Enhancing impact resistance of fiber‐reinforced polymer composites through bio‐inspired helicoidal structures: A review

Abstract One of the primary limitations of fiber‐reinforced polymer composites, particularly carbon fiber, is their low impact resistance. Helicoidal structures, inspired by natural biological materials, are created by rotating each layer at a small angle through the thickness, forming a staircase pattern. These structures have been used as microstructure models to improve impact resistance in composite laminates. This paper provides a comprehensive review of recent progress in the impact resistance of bio‐inspired helicoidal laminates (BIHL). The review begins with an introduction to typical microstructural characteristics of helicoidal architectures, including single‐ and double‐twisted Bouligand structures.
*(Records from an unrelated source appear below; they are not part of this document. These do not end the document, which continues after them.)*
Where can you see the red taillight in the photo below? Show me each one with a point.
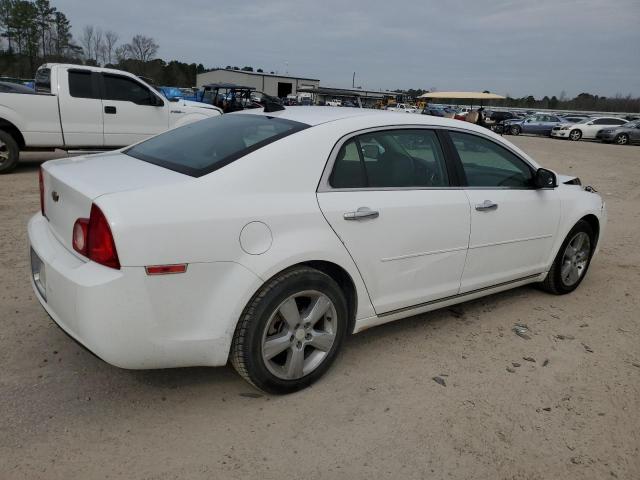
(92, 238)
(41, 185)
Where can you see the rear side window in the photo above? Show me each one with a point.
(391, 159)
(202, 147)
(81, 84)
(43, 80)
(127, 90)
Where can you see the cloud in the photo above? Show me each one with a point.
(506, 46)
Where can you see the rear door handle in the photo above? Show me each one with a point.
(361, 214)
(486, 205)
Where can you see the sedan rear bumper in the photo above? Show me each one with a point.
(132, 320)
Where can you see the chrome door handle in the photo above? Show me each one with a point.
(361, 214)
(486, 205)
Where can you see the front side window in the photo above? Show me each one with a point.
(487, 164)
(391, 159)
(127, 90)
(207, 145)
(81, 84)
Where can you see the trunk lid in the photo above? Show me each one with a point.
(72, 184)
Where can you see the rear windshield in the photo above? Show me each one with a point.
(202, 147)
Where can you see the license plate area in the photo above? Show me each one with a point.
(38, 274)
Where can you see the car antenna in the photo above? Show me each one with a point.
(272, 106)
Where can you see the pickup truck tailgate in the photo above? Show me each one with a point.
(72, 184)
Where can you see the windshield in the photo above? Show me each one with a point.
(202, 147)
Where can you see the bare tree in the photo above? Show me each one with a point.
(86, 40)
(142, 48)
(121, 53)
(110, 40)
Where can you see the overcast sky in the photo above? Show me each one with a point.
(520, 47)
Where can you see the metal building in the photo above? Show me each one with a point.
(276, 85)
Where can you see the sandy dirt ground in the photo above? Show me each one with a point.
(572, 411)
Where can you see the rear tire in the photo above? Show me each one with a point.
(572, 261)
(290, 332)
(622, 139)
(9, 152)
(575, 135)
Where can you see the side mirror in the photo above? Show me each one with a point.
(545, 179)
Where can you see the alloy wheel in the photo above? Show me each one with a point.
(299, 335)
(575, 259)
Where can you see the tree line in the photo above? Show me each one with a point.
(581, 102)
(34, 32)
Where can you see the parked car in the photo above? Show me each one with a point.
(242, 238)
(10, 87)
(574, 118)
(622, 135)
(87, 108)
(587, 128)
(461, 113)
(501, 116)
(540, 124)
(403, 107)
(436, 112)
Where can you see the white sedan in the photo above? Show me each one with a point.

The impact damage mechanisms specific to BIHL are then elucidated, particular emphasis is placed on key parameters that affect impact performance, including different forms of helicoidal structures, constituent materials and impact factors. Furthermore, a critical discussion is conducted to highlight the advantages and limitations of manufacturing processes tailored for high‐volume production of BIHL. Finally, after identifying research gaps in the current literature, future directions for BIHL in design, fabrication and application are presented. This review may serve as a practical guide for engineers and researchers interested in developing polymer composite laminates that are highly resistant to impact loads. Highlights Helicoidal structures significantly enhance the impact resistance of composites. The damage pattern and mechanisms of BIHL are identified and summarized. Key parameters influencing the impact behavior of BIHL are discussed in detailed. The advantages and limitations of manufacturing processes for BIHL are examined Contemporary challenges and future research directions for BIHL are outlined.